Mi ripetei per un intera giornata che non dovevo pensarci, avrei dovuto pensare al corso, al mio progetto e al mio futuro alla Columbia.

E invece ogni volta che chiudevo gli occhi rivedevo lo sguardo di Emily. Ma non quello finto, non quello distaccato, quello vero, quello che aveva tradito un emozione che lei non voleva permettersi, che non voleva mostrare.

Decisi di andare avanti come se niente fosse. Non per dimenticare, ma per non complicare ulteriormente la sua posizione e forse anche la mia.

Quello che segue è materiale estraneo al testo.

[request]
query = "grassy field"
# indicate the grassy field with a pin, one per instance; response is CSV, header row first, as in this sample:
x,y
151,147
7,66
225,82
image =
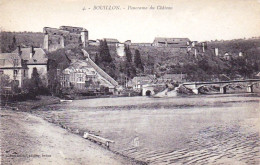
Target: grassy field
x,y
187,130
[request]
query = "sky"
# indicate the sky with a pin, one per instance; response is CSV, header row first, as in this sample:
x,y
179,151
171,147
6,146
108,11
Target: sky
x,y
198,20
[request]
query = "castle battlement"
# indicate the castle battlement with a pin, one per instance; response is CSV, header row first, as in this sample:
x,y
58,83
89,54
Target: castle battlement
x,y
56,38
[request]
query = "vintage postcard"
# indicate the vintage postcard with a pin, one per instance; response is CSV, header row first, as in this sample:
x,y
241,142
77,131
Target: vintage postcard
x,y
107,82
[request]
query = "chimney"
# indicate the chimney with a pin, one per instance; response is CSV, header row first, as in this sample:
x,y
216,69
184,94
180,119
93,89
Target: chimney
x,y
32,52
19,50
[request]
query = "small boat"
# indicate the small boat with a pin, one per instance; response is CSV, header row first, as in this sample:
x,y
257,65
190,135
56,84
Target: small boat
x,y
65,100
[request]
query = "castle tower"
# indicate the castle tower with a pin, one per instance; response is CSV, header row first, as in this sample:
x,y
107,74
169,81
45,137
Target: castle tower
x,y
46,42
84,38
62,44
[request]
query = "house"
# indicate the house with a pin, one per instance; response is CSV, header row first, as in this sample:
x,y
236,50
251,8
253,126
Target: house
x,y
33,58
258,75
138,82
86,75
227,56
170,78
111,41
171,42
11,65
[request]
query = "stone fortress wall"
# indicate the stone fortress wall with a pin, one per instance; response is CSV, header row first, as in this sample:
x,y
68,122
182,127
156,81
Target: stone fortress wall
x,y
64,36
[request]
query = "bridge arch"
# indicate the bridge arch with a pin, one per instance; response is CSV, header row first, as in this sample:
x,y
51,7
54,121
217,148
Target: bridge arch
x,y
148,91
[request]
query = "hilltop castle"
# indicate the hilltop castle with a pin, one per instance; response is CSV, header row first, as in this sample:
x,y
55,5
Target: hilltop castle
x,y
64,36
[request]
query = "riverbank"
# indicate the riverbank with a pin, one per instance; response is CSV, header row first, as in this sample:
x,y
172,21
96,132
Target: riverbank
x,y
27,139
213,129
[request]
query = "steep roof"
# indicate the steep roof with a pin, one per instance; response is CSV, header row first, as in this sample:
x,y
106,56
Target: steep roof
x,y
171,40
99,70
258,74
142,80
39,56
175,77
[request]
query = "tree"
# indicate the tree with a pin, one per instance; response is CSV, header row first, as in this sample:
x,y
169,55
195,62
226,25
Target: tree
x,y
138,61
97,60
36,80
128,54
4,80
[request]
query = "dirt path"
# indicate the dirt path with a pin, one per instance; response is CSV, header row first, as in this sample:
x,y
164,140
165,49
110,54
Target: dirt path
x,y
27,139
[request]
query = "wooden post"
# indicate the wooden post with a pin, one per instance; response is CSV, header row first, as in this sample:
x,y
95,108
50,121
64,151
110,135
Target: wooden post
x,y
250,88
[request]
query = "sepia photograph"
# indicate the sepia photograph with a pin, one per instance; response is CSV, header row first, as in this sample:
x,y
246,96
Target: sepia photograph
x,y
130,82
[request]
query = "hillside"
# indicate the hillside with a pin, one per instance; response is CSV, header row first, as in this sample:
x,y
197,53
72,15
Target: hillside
x,y
21,38
162,60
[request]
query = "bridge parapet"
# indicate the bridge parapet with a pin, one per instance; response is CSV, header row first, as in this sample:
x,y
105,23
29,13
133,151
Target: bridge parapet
x,y
195,86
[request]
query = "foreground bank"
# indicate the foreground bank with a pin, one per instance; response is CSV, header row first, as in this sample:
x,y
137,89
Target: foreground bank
x,y
27,139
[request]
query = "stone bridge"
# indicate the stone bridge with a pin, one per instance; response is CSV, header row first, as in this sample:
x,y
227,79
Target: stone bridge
x,y
196,86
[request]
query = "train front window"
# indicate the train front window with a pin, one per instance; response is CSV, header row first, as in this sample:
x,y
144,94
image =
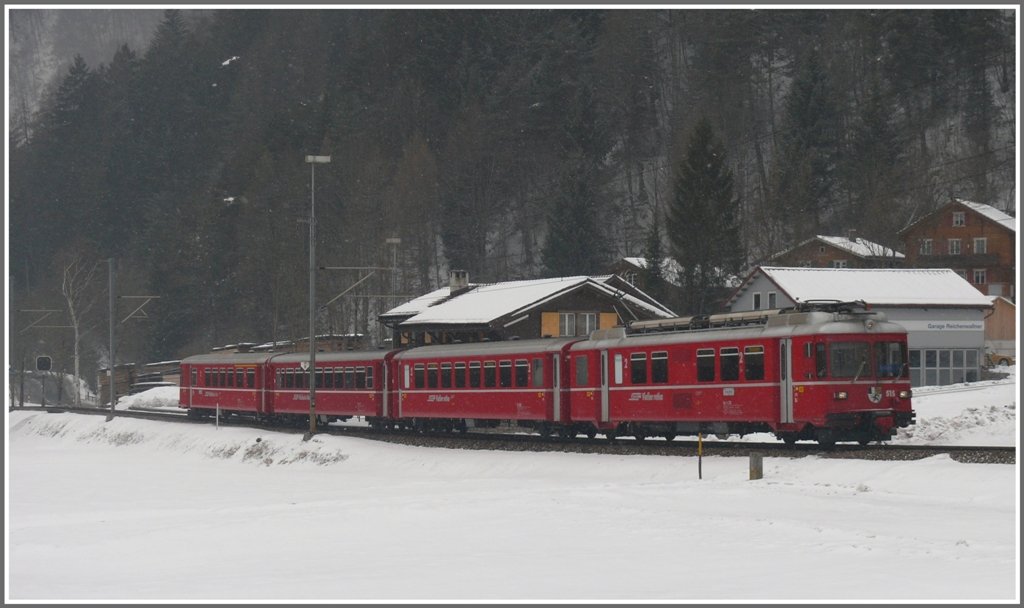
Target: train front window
x,y
659,366
730,362
849,359
890,359
638,367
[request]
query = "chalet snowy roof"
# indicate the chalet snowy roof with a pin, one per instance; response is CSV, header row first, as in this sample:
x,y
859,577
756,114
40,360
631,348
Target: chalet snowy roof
x,y
482,303
893,287
991,213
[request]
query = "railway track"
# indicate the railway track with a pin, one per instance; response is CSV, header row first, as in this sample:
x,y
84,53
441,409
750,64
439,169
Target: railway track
x,y
530,442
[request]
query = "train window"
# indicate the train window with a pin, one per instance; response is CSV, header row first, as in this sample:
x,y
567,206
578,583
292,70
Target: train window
x,y
849,359
706,364
729,362
445,375
521,373
505,374
890,359
754,362
638,367
582,371
489,378
460,375
820,359
659,366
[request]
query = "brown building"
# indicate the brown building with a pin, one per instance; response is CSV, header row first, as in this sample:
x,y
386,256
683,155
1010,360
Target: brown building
x,y
977,241
839,252
523,309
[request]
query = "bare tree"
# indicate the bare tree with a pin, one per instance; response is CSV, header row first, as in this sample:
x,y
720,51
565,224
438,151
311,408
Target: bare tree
x,y
78,275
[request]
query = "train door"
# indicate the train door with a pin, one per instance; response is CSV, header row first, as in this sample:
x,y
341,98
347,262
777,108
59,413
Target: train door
x,y
785,380
604,386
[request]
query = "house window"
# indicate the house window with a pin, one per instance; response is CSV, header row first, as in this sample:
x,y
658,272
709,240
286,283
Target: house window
x,y
566,323
587,322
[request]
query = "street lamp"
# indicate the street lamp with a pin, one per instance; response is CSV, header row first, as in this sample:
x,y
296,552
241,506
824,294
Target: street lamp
x,y
313,161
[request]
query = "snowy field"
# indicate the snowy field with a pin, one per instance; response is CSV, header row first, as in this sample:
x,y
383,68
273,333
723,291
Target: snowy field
x,y
136,510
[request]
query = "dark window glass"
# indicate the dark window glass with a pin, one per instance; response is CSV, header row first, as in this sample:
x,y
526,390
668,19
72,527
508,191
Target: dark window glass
x,y
659,367
889,359
820,360
706,364
638,367
754,362
729,362
582,371
505,374
849,359
521,373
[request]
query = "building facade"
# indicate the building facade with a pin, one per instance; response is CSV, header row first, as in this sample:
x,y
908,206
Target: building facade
x,y
977,241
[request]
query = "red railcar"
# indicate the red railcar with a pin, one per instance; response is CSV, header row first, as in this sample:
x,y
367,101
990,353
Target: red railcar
x,y
228,382
826,373
478,385
816,375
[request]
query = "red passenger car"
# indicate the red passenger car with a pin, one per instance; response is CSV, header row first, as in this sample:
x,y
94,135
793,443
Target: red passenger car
x,y
479,385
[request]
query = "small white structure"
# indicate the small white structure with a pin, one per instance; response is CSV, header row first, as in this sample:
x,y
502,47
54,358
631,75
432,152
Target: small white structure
x,y
943,313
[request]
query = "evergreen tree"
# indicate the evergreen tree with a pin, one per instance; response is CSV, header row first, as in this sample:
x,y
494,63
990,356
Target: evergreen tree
x,y
701,220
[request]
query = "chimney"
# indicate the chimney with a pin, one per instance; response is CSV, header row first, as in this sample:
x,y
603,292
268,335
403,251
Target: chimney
x,y
458,280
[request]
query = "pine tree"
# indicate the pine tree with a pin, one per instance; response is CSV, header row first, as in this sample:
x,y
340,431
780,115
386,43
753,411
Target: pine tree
x,y
701,219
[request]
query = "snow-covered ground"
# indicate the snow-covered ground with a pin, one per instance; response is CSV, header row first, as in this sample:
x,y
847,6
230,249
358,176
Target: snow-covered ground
x,y
136,510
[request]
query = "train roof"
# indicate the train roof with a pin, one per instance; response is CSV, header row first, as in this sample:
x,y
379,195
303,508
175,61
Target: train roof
x,y
507,347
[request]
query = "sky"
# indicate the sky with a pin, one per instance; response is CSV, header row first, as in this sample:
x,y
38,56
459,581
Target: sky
x,y
143,511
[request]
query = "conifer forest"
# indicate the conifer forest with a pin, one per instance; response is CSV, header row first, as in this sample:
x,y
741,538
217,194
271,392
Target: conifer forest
x,y
511,143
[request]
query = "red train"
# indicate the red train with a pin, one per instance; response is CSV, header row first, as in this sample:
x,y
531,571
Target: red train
x,y
826,373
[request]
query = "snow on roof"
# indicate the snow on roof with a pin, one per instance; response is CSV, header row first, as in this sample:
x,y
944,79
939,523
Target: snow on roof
x,y
483,303
861,247
991,213
878,286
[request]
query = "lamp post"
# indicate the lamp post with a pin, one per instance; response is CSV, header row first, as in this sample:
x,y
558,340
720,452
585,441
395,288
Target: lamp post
x,y
313,161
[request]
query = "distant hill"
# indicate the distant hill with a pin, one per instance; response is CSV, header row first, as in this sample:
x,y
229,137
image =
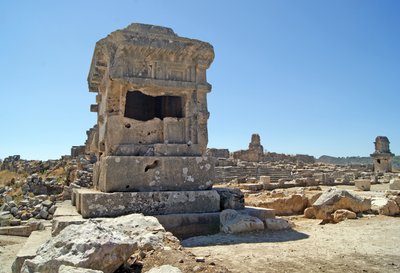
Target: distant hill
x,y
354,160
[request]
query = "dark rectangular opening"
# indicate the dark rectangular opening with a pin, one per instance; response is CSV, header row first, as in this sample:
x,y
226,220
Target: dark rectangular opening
x,y
143,107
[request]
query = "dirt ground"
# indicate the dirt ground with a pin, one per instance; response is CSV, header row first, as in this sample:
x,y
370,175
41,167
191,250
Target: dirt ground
x,y
9,247
369,244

Quella settimana lavorai più del solito al mio racconto. Scrivevo fino a tardi, cancellavo, riscrivevo, cambiavo interi paragrafi. Non per impressionarla. O almeno, non solo per quello. La verità è che volevo darle qualcosa che mi somigliasse davvero. Qualcosa che potesse leggere senza sentire il peso della mia confessione. Qualcosa che la riportasse a vedermi come uno studente... Anche se io non riuscivo più a vedermi così.

Il giovedì mattina, quando entrai in aula, lei era già lì. Stava sfogliando dei fogli, il viso concentrato, la postura rigida. Ma c'era un'ombra diversa nei suoi movimenti. Qualcosa che prima non c'era. Mi sedetti al mio posto, cercando di non guardarla più del necessario. E fallii dopo esattamente cinque secondi.

Lei sollevò lo sguardo proprio in quel momento. Ci incrociammo. E invece di distogliere gli occhi, restò lì. Solo per un istante, poi si voltò verso la cattedra come se si fosse scottata.

Quello sguardo, però... Valeva tutti i miei giorni di agitazione. 

La lezione scorse senza intoppi. Lei parlava in modo chiaro, sicuro, ma ogni tanto la sua voce cambiava tono, come se si ricordasse che io ero lì. E io non potevo far finta di niente. Non più.

Alla fine della spiegazione, assegnò un nuovo esercizio.

«Vorrei che provaste a scrivere una scena in cui un personaggio deve dire qualcosa che non può dire apertamente.» annunciò. «Usate sottotesto, pause, gesti, tutto ciò che serve per far capire al lettore cosa provano senza dichiararlo apertamente.»

Il mio stomaco si strinse. Era impossibile non pensare a ciò che era accaduto tra me e lei. Ma poi aggiunse una frase che non era necessaria. Una frase che cambiò tutto.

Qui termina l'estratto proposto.